Hikers in Landmannalaugar taking a break to appreciate the the expansive landscapes with rhyolite mountains
Patches of snow are scattered throughout Landmannalaugar even in the middle of summer. Photo courtesy of Albert Ojembarrena

As the start of the Laugavegur Trail, Landmannalaugar Valley is possibly the best-known place in the Highlands, and generally one of the best places for hiking in Iceland. 

It was created by a collapse of an enormous caldera a few thousand years ago, involving the eruptions of rhyolite lava—resulting in today’s orange, red, and yellow mountains There used to be a large ice cap covering the valley, the geothermal activity leaving its legacy in the form of hot pools. The subsequent eruption constituted the more common basalt—the black lava fields.

Historically, the area has been used as an oasis by shepherds traveling on horsebacks as Landmannalaugar is also full of pastures—and because they learned the advantages of hot pools early on.

More than just the start of the Laugavegur Trail

I used to work as a warden here and I know every single nook and cranny of Landmannalaugar. You can basically stay in the area for a week without having to repeat a single hiking route. 

Most people visit by bus for a day trip from Reykjavik and stay in Landmannalaugar for some 5 hours, or to begin the Laugavegur Trail. That’s fine since there are great hikes that can be done in 2 to 3 hours by everyone—even the elderly. Taking a Landmannalaugar day hiking tour is also the simplest and the cheapest option as you don’t need to rent a car and equipment, or pay for accommodation. 

Nevertheless, I suggest devoting at least two days. You should definitely hike up the Blahnúkúr—“Blue Peak”—one of the most fascinating sights in the area. Also, make sure to get some views of the Laugahraun lava field, traverse the colorful rhyolite mountains, and, of course, take a dip in the hot springs. If you seek the best possible views, you will have to go on more challenging—and much longer—hikes. 

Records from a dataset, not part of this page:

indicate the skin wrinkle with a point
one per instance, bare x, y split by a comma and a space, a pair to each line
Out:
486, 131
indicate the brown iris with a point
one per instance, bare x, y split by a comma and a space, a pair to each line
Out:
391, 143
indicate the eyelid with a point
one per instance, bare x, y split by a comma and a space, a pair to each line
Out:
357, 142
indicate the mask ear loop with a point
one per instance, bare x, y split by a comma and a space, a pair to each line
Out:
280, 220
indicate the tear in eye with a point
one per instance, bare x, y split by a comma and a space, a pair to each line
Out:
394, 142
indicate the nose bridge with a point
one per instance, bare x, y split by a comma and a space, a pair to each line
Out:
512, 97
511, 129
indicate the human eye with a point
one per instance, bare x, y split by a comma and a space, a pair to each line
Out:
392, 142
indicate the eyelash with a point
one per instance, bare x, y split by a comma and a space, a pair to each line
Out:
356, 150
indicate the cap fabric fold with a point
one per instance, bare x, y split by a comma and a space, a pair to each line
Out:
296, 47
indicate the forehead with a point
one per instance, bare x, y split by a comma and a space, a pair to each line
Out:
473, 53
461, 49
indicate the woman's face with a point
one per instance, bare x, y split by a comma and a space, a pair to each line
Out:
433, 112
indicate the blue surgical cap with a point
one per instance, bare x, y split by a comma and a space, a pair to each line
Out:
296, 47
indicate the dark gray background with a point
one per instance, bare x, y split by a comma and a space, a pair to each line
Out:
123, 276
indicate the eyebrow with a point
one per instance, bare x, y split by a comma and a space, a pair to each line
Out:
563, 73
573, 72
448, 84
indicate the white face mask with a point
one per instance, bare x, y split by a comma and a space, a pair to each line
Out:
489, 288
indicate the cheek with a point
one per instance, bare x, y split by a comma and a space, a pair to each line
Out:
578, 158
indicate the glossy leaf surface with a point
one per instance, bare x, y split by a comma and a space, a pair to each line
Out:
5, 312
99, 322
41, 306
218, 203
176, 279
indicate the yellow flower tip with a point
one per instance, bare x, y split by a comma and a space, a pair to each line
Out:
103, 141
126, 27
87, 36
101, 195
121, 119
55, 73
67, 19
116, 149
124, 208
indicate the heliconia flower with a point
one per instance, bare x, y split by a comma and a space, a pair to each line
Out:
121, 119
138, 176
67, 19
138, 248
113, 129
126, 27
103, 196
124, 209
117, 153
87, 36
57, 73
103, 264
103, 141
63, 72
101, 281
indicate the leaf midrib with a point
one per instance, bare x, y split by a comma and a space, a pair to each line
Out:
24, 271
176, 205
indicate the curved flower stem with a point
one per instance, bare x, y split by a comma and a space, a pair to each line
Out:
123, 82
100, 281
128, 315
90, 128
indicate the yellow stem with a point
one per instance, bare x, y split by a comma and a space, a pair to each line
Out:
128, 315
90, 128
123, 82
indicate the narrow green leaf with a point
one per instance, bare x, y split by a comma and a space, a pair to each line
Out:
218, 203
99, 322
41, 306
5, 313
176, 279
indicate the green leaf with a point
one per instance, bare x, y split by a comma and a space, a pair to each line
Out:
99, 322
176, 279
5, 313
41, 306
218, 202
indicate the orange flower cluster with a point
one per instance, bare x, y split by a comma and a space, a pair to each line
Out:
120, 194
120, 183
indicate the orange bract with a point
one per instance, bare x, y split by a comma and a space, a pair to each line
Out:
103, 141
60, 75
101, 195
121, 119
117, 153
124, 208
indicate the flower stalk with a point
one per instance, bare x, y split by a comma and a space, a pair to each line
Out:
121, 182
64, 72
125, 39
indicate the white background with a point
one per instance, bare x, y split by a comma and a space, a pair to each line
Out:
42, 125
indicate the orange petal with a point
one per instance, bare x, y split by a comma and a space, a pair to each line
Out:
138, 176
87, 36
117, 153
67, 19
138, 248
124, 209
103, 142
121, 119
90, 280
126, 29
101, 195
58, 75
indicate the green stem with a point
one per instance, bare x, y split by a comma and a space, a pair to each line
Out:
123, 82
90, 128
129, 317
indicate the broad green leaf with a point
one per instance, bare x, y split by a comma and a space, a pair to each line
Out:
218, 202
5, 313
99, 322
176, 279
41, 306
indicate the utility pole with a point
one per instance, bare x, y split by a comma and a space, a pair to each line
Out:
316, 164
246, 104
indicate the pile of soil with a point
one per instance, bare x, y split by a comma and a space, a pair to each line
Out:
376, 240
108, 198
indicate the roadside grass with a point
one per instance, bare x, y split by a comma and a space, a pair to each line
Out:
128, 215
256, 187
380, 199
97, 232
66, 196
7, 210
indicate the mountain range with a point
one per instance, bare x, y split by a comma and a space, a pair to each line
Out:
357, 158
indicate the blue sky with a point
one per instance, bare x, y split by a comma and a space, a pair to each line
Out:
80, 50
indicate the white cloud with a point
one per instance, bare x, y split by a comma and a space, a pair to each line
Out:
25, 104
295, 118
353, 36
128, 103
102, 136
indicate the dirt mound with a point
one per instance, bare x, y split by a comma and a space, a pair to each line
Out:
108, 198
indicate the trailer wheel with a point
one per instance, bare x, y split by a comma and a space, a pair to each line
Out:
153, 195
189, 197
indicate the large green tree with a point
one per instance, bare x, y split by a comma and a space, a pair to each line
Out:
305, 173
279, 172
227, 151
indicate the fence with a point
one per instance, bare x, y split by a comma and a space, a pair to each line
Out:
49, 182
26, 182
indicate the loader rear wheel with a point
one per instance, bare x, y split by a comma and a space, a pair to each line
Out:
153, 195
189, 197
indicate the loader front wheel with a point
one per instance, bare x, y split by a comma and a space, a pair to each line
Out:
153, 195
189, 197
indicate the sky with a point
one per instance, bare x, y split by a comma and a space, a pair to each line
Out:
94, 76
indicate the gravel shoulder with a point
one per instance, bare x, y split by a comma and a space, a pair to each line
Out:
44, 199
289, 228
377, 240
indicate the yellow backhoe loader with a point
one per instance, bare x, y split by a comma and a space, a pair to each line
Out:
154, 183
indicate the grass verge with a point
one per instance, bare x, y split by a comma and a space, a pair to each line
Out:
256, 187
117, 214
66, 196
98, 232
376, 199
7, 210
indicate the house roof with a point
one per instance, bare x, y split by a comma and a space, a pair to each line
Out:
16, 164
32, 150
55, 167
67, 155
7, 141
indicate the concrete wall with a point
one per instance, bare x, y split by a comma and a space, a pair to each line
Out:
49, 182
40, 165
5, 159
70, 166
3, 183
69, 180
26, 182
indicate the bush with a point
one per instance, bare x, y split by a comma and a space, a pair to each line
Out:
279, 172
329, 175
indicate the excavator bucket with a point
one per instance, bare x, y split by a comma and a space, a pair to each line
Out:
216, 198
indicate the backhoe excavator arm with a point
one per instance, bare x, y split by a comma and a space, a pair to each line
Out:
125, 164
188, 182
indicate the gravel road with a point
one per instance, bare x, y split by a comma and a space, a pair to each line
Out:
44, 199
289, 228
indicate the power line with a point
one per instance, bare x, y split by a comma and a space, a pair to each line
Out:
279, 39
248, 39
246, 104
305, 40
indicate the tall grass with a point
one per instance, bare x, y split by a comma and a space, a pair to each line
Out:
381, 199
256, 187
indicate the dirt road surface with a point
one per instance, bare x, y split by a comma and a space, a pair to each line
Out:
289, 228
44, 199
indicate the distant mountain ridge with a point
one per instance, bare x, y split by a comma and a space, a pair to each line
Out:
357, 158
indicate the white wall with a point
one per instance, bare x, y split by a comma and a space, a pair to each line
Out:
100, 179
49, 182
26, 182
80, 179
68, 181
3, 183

You can stay at the campground or in a mountain hut—book in advance and don’t expect luxury. There is a kitchen, a toilet and a shower, but unlike many huts in other parts of Europe, meals aren’t provided. If you are camping, you can still use the shared kitchen, but make sure to bring your own utensils. 

Occasional storms

One of my most memorable experiences in the area was a storm which lasted for approximately 15 hours. Tents were broken and drenched and the campground looked like a battlefield—overnights sometimes get rough.